Выбрать главу

– Ты ведь выслушаешь вместе со мной, Курион, несколько стихов Тиртея?

Изумленный Луций поклонился, Вителлий почтительно улыбался. Тиберий кивнул. Звучный голос декламатора наполнил атрий:

Доля прекрасная – пасть в передних рядах ополченья,Родину-мать от врагов обороняя в бою…
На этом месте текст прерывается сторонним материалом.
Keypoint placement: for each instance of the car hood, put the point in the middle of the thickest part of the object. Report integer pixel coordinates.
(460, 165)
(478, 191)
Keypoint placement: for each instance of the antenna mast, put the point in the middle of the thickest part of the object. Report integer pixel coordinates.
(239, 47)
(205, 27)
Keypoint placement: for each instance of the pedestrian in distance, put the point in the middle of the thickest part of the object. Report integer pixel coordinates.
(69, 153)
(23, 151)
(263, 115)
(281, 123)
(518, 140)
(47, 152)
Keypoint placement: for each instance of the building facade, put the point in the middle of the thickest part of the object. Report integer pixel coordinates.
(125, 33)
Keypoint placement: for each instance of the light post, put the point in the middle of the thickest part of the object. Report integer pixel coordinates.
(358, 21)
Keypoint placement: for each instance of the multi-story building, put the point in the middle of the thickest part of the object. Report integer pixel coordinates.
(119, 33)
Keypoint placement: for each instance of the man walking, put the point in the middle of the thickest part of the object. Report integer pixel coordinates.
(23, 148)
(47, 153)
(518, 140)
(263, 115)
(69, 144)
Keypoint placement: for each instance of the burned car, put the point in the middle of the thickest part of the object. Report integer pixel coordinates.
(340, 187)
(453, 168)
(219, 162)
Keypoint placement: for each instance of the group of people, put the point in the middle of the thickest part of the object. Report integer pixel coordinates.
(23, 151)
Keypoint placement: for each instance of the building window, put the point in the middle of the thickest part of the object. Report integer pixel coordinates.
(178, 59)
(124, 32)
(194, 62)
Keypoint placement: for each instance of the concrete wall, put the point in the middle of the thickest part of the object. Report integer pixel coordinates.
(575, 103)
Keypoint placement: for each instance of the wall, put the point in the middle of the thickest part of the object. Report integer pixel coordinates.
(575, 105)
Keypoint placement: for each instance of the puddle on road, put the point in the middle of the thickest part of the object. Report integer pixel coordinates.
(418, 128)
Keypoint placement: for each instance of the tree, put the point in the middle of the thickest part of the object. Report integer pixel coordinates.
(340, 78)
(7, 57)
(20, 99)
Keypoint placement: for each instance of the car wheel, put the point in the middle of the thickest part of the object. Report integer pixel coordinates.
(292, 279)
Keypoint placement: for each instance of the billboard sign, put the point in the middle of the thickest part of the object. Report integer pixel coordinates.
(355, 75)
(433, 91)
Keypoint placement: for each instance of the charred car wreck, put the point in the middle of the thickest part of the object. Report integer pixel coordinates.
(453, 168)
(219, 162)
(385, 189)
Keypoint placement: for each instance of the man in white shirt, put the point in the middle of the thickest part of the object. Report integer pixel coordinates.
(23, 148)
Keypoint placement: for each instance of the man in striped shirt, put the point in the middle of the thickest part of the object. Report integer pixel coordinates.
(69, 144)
И это произвело на молодого человека неизгладимое впечатление: словами поэта император указывает ему путь! Человек, который предпочитает поэзию холодному приказу, не может быть тем, кем изображает его отец!

Край же покинуть родной, тебя вскормивший, и хлебаУ незнакомых просить – наигорчайший удел.

Легкая улыбка мелькнула на губах императора, рука легонько двигалась в такт стихам, глаза были прикованы к Луцию.

Юноша слышал веские слова о родовой чести, об этом ему говорили всегда.

Никогда, никогда не предам я свой род и свою честь. Честь римлянина для меня дороже всего! С каждым словом поэта император все более становился для него олицетворением родины.

Биться отважно должны мы за милую нашу отчизнуИ за семейный очаг, смерти в бою не страшась.[29]

И тогда Луций не выдержал. Восторженно взметнув вверх правую руку, он воскликнул:

– Клянусь, мой цезарь! Я всегда буду верен отчизне и отдам жизнь за нее!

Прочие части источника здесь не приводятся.